Books, Reading, Reviews

The Secret Son by Jenny Ackland

* I received a copy of this to review from the publisher*

Title: The Secret Son
Author: Jenny Ackland
Publisher: Allen & Unwin
Category: Fiction/Historical Fiction
Pages: 400
Available formats: Print and eBook
Publication Date: 26/8/15
RRP: AU$29.99
Book Synopsis: An Australian historian determined to find the truth, a stolen inheritance, a wishing tree, a long-lost grandmother, and an unlikely sweetheart come together in a dazzlingly original, audacious and exhilarating novel about love, honour and belonging, and what it means to be a good person.
I know that two men are coming up the mountain, at this moment, including the boy from far away. I wonder what my grandson’s face will look like. This is a boy in the skin of a man. I know the boy is innocent, that it’s his family soul which is guilty.

An old woman sits waiting in a village that clings to a Turkish mountainside, where the women weave rugs, make tea and keep blood secrets that span generations. Berna can see what others cannot, so her secrets are deeper and darker than most. It is time for her to tell her story, even though the man for whom her words are meant won’t hear them. It is time for the truth to be told.

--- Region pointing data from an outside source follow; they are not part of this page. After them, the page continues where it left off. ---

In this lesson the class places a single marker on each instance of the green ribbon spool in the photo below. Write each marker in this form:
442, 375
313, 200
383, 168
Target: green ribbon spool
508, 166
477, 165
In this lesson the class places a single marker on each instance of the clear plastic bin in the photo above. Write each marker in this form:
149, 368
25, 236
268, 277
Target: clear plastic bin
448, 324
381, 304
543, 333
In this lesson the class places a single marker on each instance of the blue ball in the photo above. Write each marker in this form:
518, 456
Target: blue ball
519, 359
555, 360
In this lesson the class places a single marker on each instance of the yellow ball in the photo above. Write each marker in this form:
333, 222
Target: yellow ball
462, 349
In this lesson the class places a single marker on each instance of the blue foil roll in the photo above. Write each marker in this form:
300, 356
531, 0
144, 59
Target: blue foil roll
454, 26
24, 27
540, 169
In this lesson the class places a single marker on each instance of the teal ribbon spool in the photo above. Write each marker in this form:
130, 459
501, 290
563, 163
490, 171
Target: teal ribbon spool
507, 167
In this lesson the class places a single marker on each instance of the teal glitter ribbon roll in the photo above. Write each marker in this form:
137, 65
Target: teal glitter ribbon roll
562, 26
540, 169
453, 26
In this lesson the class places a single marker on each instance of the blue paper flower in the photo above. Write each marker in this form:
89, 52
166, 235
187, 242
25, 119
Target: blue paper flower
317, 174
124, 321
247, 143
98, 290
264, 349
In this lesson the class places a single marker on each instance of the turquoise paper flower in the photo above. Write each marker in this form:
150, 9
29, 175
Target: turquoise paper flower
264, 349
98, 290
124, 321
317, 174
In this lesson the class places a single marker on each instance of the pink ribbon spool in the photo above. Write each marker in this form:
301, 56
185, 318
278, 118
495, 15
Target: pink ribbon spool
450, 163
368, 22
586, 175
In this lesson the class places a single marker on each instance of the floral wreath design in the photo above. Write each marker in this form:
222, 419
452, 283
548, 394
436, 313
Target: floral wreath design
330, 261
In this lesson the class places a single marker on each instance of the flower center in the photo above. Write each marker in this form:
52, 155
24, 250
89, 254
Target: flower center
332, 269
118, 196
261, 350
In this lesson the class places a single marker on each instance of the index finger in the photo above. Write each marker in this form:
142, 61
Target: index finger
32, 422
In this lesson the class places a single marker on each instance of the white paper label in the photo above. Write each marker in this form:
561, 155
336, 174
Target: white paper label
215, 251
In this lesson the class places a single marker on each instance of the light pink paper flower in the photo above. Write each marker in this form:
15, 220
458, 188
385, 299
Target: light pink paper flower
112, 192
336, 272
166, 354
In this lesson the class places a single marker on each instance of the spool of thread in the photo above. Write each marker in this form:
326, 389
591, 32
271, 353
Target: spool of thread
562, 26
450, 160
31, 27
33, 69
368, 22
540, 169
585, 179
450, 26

Nearly a hundred years before, her father James had come to the village on the back of a donkey, gravely ill, rescued from the abandoned trenches of Gallipoli by a Turkish boy whose life he had earlier spared. James made his life there, never returning to Australia and never realising that his own father was indeed the near-mythical bushranger that the gossips had hinted at when he’d been a boy growing up in Beechworth.

Now, as Berna waits, a young man from Melbourne approaches to visit his parents’ village, against the vehement opposition of his cursed, tight-lipped grandfather. What is the astonishing story behind the dark deeds that connect the two men, unknown to each other and living almost a century apart?

The Secret Son is a remarkable debut, a dazzlingly original, audacious and exhilarating novel. At once joyous and haunting, it is a moving meditation on love, honour and belonging, as well as a story about the strength of women and what it means to be a good man.


The premise of Jenny Ackland’s novel, The Secret Son, suggests that Ned Kelly fathered a son before he was hung for his crimes as a bushranger at Melbourne Gaol. A young boy grows up not knowing his father, yet knowing he was someone mysterious. James finds solace in the bees he keeps with his mother, their farm and a new life after her death in the city, courting the young daughter of a bookstore owner where he works, until war breaks out. James enlists, and is sent to Gallipoli, to take part in the tragic campaign that destroys so many young lives. It is here that he finds a new home after he is abandoned and ill.
Parallel to the story of James is that of Cem, a young boy from Melbourne, of Turkish origin, who is sent back to Turkey and the village James spent the rest of his life in at the behest of his grandfather, Ahmet. It is on this journey he meets historian, Harry, interested in chasing down the story of the supposed secret son of Ned Kelly, a legend that he has heard somewhere and wishes to write about and prove. Cem’s experience at Gallipoli is far less emotional than those he travels with. A young man, he feels lost, trying to straddle the traditions of his family and their expectations, and the modern world.
Ackland weaves in the story of James from Gallipoli onwards into the story of Cem, and brings them together to create a mystery that evolves over the book to keep you reading, to find out how and if Cem is connected to James, and why Ahmet agreed to send his grandson back to the village at the behest of a deal made long ago. Generations of families become connected, and two cultures and nations collide after wartime battles and familial connections.
It was a fascinating read, and the idea, however speculative, that Ned Kelly had a son is an intriguing one and would be interesting historically, knowing the fascination the Kelly Gang has for Australians. Ackland has executed this nicely. The history of Gallipoli, and the war encapsulates the characters of the village and the events that lead to Cem arriving there well, and creates an intriguing story that is very enjoyable.